It’s a strange way of saying
That I know I’m supposed to love you
Silence.
It can be the loudest thing.
With simply a glance, you can speak, you can scream, all the words that never leave your lips.
Why don’t you love me?
Why can’t you love me?
Is it me?
Did I do something?
But, it seems, with simply a glance, you cannot convey what you want to say. You cannot convey how you feel.
How annoying.
It’s not you.
It was never you.
And Fitz didn’t seem to hear him.
I’m supposed to love you
Sometimes, he said, as slowly as he could manage. Maybe if he eased Keefe into the pain, it would hurt less.
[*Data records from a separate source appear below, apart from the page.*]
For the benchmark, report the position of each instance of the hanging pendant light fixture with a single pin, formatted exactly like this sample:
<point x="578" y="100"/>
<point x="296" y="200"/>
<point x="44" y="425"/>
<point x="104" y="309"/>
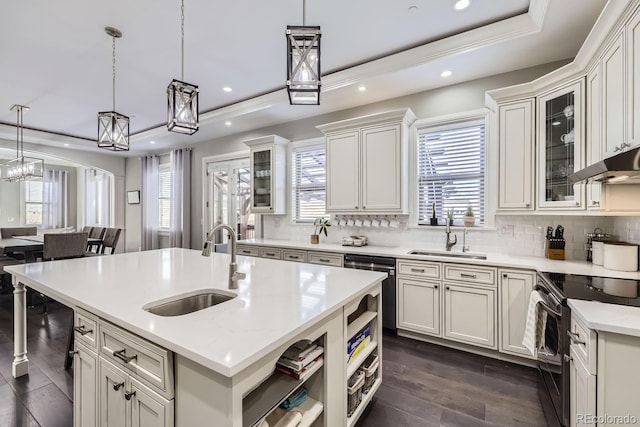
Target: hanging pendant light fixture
<point x="113" y="127"/>
<point x="303" y="63"/>
<point x="182" y="98"/>
<point x="21" y="168"/>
Sometimes, I wish I didn’t love you.
Sometimes, Keefe replied, I wish I did.
I’ve already given up on myself twice
Fitz could count on one hand the number of times he’d wanted to scream so loud he lost his voice.
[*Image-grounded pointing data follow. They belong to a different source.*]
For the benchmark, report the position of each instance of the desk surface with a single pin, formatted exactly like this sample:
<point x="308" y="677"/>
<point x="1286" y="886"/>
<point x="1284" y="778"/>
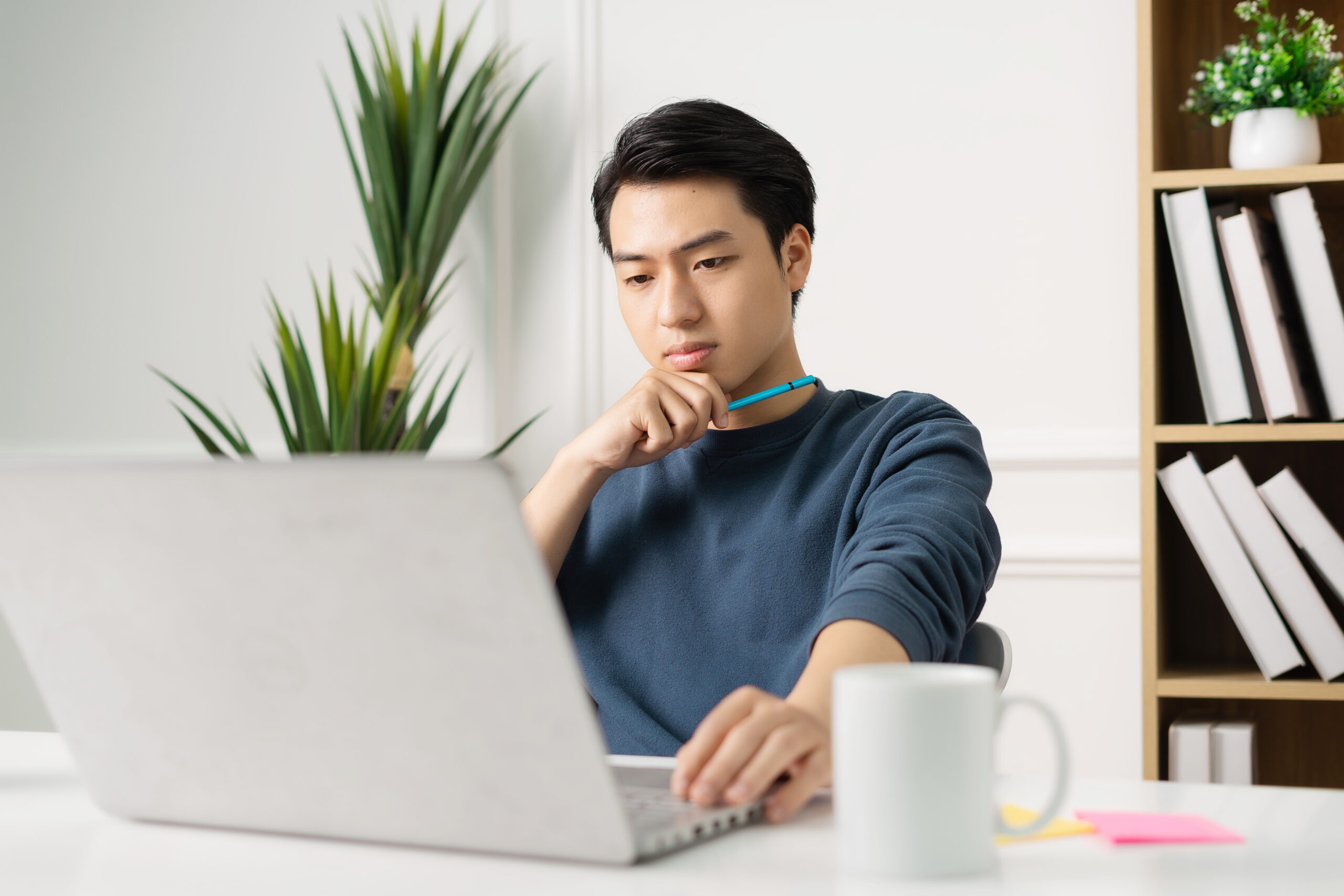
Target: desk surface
<point x="53" y="840"/>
The first was when he’d first failed at school, on a test that meant nothing. His father didn’t want to speak to him. Fitz locked himself in his room and forced himself not to cry, to study harder until he got 100 on the next one. He’d achieved nothing except a week without sleep or enough food, and his father to look at him again.
The second was when his mother had died. He hadn’t even been able to muster up the strength to cry. He couldn’t move, couldn’t do anything except lay on top of his covers with an empty gaze directed toward the ceiling. He hadn’t recovered in time to comfort his sister, who moved on without him. He hadn’t really recovered at all. Just worked out how to ignore it better.
The third was now.
Right now.
As Keefe said he wished he could love him.
Why fucking can’t you then?
And he let loose all the screams he’d ever held back, determined to wear down Keefe as the world had worn him down throughout his nineteen years.
Third time is the charm, third time is the charm
A knife. Pressing through his ears.
Two knives, even. One for each ear.
That was how it felt listening to Fitz scream at him.
Better add in a third knife. Right through his chest, between the fourth and fifth ribs. He was pretty sure that was where his heart was.
It hurt more because he knew he deserved it.
He’d been lying to Fitz for years. He’d avoided every question and every I love you and broken every last bit of trust either of them had held for the other.
He deserved everything Fitz could possibly throw at him.
Threw caution to the wind
But I’ve got a lousy arm
Fitz’s lungs felt empty, and he stopped his rant to breathe.
Silence again.
Silence except for the ringing in his ears.
I’m sorry for getting mad, he wanted to say. He was sorry. He was sorry he’d reacted like that.
He wasn’t sorry that he’d reacted.
But he was sorry he’d overreacted.
And he was sorry for the way Keefe wasn’t looking at him, for the way his eyes went glassy with tears, for the way every line on his face seemed to be tilted in a way that said I deserve everything you throw at me.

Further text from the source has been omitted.